Desde nuestro presente recreamos nuestro pasado o bien imaginamos cómo se pueden desenvolver las cosas hacia el futuro. Nuestra imaginación nos puede resultar muy útil, sobre todo cuando anticipamos cosas que las utilizamos de una forma motivadora.

También tiene su reverso cuando esas cosas que empujamos hacia adelante, las establecemos dentro de un contexto catastrofista y poco constructivo. Hay ocasiones en las que podemos permanecer atentos a qué es lo que exactamente estamos recreando, y el grado de aviso que pueda representar un futuro algo catastrofista; porque puede que tenga una base real.

Hay ocasiones en las que sobre todo si nosotros no tenemos una influencia directa, sí que es conveniente el neutralizar esos escenarios catatrofistas y quedarnos con la situación y datos que tengamos de la misma.

Permancer atentos a cómo estamos construyendo esos escenarios, cual es el hipotético marco que manejamos, qué actores entran en juego, qué papel le damos a cada uno y cómo fantaseamos que se van a suceder esas cosas.

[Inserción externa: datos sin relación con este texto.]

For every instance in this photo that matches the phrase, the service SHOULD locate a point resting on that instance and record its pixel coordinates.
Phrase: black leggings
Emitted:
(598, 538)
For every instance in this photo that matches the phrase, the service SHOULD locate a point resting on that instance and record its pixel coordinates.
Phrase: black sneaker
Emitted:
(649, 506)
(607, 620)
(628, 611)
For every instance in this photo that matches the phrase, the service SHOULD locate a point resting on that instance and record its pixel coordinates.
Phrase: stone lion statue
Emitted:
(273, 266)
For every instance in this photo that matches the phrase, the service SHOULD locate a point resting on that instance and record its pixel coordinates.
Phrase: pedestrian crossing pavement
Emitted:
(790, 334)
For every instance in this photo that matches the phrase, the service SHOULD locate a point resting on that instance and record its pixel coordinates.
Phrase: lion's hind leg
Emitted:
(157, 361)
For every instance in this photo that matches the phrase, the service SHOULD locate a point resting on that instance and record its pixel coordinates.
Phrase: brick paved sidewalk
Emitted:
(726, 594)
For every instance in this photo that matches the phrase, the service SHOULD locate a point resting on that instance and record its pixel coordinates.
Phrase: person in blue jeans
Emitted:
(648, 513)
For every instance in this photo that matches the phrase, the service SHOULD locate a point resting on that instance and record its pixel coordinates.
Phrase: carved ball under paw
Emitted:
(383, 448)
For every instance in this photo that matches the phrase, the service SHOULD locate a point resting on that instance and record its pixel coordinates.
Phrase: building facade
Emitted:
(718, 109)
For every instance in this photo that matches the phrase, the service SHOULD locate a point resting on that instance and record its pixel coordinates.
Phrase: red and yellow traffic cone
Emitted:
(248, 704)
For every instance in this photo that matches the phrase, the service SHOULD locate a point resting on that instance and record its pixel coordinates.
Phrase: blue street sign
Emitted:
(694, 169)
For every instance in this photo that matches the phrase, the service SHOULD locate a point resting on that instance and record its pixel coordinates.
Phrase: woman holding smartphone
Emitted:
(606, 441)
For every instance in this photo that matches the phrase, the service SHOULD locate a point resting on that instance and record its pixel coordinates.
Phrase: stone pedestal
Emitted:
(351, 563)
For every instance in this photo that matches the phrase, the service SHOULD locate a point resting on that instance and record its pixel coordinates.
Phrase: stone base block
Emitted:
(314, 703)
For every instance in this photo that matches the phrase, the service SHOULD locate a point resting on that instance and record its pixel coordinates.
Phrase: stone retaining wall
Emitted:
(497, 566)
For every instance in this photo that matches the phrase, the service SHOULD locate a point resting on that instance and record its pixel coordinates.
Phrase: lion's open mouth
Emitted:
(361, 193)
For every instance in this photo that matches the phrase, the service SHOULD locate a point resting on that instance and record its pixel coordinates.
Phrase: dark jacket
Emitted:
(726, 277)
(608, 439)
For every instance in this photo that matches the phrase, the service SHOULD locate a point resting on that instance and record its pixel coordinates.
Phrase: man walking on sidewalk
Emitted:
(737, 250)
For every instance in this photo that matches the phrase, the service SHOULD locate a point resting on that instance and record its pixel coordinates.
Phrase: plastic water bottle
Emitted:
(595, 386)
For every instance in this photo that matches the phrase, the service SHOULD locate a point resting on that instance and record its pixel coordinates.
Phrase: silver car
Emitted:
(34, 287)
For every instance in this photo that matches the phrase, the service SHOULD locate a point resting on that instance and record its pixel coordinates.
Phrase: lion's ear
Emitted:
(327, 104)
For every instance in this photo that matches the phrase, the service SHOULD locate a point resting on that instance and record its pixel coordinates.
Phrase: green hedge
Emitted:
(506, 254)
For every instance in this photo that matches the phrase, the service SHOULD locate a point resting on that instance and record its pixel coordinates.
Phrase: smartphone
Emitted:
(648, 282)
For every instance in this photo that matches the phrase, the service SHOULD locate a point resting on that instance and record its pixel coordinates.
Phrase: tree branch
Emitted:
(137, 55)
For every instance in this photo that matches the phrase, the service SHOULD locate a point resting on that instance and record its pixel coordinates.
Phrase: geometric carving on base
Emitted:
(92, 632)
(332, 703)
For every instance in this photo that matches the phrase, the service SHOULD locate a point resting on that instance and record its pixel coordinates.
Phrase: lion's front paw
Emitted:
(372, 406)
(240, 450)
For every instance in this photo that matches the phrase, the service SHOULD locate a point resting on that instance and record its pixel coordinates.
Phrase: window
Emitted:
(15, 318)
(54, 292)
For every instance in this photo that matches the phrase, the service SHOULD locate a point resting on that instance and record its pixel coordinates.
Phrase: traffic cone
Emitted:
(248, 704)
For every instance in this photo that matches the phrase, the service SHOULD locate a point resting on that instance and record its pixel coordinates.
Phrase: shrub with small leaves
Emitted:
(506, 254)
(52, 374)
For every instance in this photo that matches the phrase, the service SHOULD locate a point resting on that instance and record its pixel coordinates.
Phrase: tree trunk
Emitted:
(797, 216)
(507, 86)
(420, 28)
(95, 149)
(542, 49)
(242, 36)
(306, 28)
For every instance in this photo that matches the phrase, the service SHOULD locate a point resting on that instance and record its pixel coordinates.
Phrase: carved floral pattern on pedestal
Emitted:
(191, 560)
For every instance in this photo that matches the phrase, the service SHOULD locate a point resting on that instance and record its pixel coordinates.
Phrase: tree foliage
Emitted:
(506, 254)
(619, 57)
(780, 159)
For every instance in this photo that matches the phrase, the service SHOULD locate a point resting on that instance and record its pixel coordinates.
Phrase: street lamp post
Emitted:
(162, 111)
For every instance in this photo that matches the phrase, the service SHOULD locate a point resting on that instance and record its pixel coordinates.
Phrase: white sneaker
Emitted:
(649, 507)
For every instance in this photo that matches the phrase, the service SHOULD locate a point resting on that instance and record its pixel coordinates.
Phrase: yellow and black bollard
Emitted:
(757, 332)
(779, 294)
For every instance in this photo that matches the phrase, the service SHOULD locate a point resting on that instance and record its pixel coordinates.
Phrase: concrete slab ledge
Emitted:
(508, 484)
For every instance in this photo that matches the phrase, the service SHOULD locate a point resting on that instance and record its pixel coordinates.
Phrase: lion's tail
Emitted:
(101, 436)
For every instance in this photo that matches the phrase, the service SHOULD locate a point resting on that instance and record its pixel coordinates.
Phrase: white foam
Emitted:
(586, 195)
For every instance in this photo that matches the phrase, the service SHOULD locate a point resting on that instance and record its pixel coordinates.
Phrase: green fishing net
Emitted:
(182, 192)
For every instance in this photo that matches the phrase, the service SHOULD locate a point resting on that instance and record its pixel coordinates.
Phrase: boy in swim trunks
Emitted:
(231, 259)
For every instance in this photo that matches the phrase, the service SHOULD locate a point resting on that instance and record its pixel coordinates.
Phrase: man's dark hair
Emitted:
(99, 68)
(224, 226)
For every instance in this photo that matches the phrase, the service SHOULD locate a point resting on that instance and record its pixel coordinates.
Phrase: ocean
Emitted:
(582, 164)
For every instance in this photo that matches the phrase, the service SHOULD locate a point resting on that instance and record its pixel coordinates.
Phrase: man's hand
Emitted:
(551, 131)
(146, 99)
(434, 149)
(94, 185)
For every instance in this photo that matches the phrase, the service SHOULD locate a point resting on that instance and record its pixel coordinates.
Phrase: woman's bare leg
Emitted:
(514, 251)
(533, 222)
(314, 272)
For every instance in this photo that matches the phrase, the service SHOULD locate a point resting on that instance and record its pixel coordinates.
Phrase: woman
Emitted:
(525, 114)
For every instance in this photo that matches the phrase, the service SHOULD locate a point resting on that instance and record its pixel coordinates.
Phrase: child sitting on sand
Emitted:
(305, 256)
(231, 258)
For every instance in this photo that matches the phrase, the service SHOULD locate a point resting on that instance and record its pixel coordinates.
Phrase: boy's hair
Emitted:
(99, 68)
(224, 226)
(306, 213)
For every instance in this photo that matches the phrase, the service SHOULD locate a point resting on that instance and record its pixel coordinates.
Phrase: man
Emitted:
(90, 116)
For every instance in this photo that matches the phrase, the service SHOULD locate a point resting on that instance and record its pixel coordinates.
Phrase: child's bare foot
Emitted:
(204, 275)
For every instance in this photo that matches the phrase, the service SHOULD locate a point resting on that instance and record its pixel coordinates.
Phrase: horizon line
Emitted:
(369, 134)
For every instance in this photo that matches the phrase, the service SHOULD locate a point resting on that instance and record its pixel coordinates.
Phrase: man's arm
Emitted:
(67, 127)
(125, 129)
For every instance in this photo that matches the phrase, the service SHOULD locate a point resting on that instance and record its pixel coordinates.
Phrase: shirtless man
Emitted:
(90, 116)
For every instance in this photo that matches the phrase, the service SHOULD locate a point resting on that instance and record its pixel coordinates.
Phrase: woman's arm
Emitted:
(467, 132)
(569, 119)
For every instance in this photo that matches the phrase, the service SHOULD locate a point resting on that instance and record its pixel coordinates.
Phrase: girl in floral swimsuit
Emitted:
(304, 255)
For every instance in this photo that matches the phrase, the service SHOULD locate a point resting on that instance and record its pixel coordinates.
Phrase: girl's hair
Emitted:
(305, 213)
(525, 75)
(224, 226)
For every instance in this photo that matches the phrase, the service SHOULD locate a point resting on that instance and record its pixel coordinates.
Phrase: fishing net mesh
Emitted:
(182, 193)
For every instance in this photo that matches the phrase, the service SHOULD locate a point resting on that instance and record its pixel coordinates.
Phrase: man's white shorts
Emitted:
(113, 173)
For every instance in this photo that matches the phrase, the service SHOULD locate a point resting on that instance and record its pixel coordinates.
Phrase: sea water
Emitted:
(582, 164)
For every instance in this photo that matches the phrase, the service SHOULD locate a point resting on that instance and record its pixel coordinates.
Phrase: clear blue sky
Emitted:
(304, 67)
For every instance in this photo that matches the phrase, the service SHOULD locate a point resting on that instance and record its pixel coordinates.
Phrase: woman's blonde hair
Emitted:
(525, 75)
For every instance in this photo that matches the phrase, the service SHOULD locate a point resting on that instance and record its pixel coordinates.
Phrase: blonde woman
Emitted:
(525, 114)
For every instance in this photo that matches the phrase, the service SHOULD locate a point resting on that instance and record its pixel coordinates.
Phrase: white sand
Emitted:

Lo poco útil del asunto es cuando nos relacionamos con el escenario como si se tratase de una escena real, les confiero el estatus de un hecho, y no de una posibilidad.

Por más que yo pueda recrear un escenario futuro con un contenido catastrofista basado en datos feacientes, no puedo garantizar -afortunadamente- que eso se vaya a suceder de la forma secuencial en que suelo establecerlo; lo que sí puedo hacer es tomar esos datos reales, y comprobar qué es lo que yo puedo aportar.